At the age of 15, she attended an athletic camp and hurt her knee.

“Students from Sheridan College were working at the camp treating injured athletes,” Long said.

“I ended up hanging out with them a lot. The athletic trainer started teaching me about my injury and then showed me books on human anatomy.”

When Long returned home from the camp she began volunteering at a physiotherapy centre in the morning before school and at lunchtime.

The 30-year-old entrepreneur’s journey to reach her goal would take her across the pond, then back home again.

After high school, she applied to Sheridan College, “but I was declined. You needed a degree to get in. I had a moment of devastation, there was no way to get in at Sheridan, so I had to look at other options,” she said.

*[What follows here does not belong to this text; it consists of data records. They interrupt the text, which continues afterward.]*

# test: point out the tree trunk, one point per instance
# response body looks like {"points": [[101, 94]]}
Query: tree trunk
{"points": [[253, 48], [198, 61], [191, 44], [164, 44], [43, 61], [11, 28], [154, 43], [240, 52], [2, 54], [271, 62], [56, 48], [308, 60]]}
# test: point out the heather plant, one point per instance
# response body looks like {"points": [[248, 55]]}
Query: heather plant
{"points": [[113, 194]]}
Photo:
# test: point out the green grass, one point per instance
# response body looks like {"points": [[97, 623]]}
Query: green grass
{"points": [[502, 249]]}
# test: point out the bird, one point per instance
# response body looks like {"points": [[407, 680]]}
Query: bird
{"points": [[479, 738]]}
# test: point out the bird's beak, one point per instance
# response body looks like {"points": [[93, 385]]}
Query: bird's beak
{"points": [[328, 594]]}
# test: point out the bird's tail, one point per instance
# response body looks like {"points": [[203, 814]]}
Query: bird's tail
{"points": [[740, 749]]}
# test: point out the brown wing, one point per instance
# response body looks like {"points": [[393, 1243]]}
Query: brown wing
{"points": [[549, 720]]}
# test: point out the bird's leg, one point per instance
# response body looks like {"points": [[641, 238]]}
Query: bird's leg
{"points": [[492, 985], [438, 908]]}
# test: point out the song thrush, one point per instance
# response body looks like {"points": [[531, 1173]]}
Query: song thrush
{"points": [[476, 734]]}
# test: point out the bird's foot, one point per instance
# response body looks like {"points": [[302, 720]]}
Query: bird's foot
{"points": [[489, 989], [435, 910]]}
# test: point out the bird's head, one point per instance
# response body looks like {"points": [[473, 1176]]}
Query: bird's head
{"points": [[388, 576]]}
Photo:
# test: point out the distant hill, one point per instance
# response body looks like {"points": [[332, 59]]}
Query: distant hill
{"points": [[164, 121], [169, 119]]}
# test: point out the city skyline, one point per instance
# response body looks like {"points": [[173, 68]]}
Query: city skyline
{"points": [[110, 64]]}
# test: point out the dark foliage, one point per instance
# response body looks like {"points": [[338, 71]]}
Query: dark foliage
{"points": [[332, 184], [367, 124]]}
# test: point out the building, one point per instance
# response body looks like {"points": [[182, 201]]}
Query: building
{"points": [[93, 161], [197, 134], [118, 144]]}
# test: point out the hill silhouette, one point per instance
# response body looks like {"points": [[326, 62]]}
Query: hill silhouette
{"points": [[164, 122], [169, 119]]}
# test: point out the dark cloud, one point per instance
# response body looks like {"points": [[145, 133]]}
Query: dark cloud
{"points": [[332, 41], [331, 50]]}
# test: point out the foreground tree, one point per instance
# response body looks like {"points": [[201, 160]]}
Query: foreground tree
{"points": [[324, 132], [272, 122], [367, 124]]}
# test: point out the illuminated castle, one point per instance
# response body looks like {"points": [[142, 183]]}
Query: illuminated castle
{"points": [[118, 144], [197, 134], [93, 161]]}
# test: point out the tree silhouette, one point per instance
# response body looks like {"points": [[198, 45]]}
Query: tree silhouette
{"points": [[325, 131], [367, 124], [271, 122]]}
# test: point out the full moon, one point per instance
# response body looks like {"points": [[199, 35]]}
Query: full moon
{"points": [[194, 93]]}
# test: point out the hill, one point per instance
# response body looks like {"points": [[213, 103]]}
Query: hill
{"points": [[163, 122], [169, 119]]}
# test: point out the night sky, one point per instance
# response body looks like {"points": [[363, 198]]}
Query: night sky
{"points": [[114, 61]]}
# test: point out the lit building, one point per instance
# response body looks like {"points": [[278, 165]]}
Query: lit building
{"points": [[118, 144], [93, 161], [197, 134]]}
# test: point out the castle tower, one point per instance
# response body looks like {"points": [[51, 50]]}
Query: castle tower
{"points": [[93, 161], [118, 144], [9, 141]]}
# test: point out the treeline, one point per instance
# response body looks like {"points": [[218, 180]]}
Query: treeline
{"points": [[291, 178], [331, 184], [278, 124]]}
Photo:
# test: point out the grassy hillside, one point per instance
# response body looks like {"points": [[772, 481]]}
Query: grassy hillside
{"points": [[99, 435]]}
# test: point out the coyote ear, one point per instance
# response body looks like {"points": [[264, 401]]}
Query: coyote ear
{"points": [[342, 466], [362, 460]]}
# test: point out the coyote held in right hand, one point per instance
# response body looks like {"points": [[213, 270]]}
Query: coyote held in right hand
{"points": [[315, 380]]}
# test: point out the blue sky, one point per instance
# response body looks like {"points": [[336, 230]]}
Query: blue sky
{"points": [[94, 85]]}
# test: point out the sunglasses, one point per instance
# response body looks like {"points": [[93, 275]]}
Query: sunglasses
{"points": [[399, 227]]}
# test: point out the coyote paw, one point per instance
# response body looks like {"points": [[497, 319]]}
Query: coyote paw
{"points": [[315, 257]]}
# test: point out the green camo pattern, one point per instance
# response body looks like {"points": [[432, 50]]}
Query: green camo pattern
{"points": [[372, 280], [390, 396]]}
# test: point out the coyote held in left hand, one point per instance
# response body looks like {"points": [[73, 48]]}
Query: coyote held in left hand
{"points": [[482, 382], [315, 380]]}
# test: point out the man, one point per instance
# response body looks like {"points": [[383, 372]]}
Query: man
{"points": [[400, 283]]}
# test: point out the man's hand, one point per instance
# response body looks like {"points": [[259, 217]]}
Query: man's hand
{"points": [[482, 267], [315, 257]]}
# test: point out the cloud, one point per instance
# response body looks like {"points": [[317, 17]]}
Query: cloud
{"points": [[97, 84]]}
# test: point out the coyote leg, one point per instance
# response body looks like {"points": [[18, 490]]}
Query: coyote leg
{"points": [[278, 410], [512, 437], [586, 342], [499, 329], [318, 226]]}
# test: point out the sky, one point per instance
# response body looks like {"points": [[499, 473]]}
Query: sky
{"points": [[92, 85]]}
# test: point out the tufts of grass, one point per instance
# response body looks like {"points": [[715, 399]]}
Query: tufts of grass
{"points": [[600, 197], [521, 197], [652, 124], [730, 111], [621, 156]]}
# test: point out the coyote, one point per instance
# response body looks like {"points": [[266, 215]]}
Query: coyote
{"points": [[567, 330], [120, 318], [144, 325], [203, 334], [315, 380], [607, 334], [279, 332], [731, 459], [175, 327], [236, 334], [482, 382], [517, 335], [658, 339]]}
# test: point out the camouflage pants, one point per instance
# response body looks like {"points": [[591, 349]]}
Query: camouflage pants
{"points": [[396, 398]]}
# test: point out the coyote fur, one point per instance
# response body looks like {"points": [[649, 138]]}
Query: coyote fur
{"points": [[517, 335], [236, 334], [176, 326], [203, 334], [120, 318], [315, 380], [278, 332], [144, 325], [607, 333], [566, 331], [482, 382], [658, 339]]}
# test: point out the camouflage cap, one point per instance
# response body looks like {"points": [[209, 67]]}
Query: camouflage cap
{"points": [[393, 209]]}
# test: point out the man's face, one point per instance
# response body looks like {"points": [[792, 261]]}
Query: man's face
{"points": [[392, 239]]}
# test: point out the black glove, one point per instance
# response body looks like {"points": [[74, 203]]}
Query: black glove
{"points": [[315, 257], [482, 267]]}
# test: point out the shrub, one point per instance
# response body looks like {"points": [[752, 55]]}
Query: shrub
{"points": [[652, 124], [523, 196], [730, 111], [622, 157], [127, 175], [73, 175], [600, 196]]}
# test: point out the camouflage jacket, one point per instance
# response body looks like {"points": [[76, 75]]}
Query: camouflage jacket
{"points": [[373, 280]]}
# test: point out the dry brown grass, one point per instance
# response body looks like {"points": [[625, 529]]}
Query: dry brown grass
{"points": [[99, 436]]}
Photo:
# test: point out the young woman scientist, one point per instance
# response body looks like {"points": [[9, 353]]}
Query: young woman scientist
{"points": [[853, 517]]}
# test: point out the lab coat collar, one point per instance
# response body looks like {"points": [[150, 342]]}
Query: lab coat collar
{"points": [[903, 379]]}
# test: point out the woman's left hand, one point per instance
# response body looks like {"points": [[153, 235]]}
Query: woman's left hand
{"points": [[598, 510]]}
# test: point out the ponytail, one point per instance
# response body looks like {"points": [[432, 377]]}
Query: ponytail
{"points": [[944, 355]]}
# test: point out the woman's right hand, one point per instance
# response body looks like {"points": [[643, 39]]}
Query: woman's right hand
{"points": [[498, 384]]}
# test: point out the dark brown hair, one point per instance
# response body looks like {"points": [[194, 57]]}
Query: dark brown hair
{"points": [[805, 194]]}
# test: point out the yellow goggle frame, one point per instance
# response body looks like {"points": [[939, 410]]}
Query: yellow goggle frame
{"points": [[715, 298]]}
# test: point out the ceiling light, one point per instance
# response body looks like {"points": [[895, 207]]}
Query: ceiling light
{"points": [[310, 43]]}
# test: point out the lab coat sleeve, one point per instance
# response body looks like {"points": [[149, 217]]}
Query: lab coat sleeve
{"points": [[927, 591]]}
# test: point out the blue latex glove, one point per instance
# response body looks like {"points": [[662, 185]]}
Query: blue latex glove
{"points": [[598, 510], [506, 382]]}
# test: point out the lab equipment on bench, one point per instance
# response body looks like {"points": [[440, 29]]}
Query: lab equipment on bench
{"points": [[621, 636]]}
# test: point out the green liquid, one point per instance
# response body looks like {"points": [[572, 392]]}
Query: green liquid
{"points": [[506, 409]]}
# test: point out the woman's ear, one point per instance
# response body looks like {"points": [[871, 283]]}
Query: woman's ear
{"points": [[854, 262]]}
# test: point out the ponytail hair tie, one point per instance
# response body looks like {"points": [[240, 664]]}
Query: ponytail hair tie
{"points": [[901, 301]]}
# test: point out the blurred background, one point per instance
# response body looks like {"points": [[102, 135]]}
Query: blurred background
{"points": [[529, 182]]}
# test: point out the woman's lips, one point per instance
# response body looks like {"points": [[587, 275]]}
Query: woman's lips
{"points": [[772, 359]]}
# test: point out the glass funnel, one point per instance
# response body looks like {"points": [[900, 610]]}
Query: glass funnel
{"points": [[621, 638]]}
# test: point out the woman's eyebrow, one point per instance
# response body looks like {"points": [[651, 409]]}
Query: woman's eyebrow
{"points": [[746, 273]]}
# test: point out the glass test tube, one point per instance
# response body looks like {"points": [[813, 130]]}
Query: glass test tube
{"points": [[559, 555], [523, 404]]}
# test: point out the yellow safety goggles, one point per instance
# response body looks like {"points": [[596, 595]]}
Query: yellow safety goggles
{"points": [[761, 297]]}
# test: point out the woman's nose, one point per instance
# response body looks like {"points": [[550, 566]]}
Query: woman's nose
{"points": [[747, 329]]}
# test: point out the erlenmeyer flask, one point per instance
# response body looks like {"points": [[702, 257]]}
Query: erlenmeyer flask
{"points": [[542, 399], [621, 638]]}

Her boyfriend at the time, now husband, Marc is of English decent and was trying to play professional hockey in England.

So Long said, “I applied and got in (University of North London) and went a year before him.”

During her time in the UK, Long connected with a coach from North Bay working with the London Racers Ice Hockey Team. She also reunited with Marc.

After six years in England, the couple felt it was time to return home.

“We decided to move home, be adults and have a family,” Long said, explaining she gave birth to her first son three months after returning to North Bay.

Long never thought her path would lead her back home, but here she was, a young unemployed mother.

“I moved home pregnant with no job, and my husband didn’t have a job either,” she said.

The situation was a great opportunity for Cor Maximus to be born.

“Initially it was, ‘I need to have a job so let’s make one,’” Long said. “I never wanted to do clinic work. It was more- there were no opportunities for me in sports medicine.”

Long took the initiative and sat down with a local business owner who taught her what he knew. Ironically, he became her first investor.

Long caught a break when she was awarded a Northern Ontario Heritage Fund grant for $25,000.

Cor Maximus opened its doors with limited staff, space and the major investor volunteering as the business secretary.

“He sat and taught me the business for the first year,” Long said. “I don’t think it would have flown without him.”

Cor Maximus quickly grew out of their space and had to double its size after 18 months of operation.

Today, with five full-time and two part-time practitioners, two front desk staff and 12 fitness trainers, Long has created a centre for sports therapy professionals.

“That was the goal all along,” she said. “We were trying to pull people back who left the North, to provide the health care jobs needed in the North.”

It’s a difficult task, Long said, “by all means we are getting better and creating connections, but it’s tough.”

As of mid April, Cor Maximus was advertising on their website two employment opportunities, a massage therapist and an acupuncturist.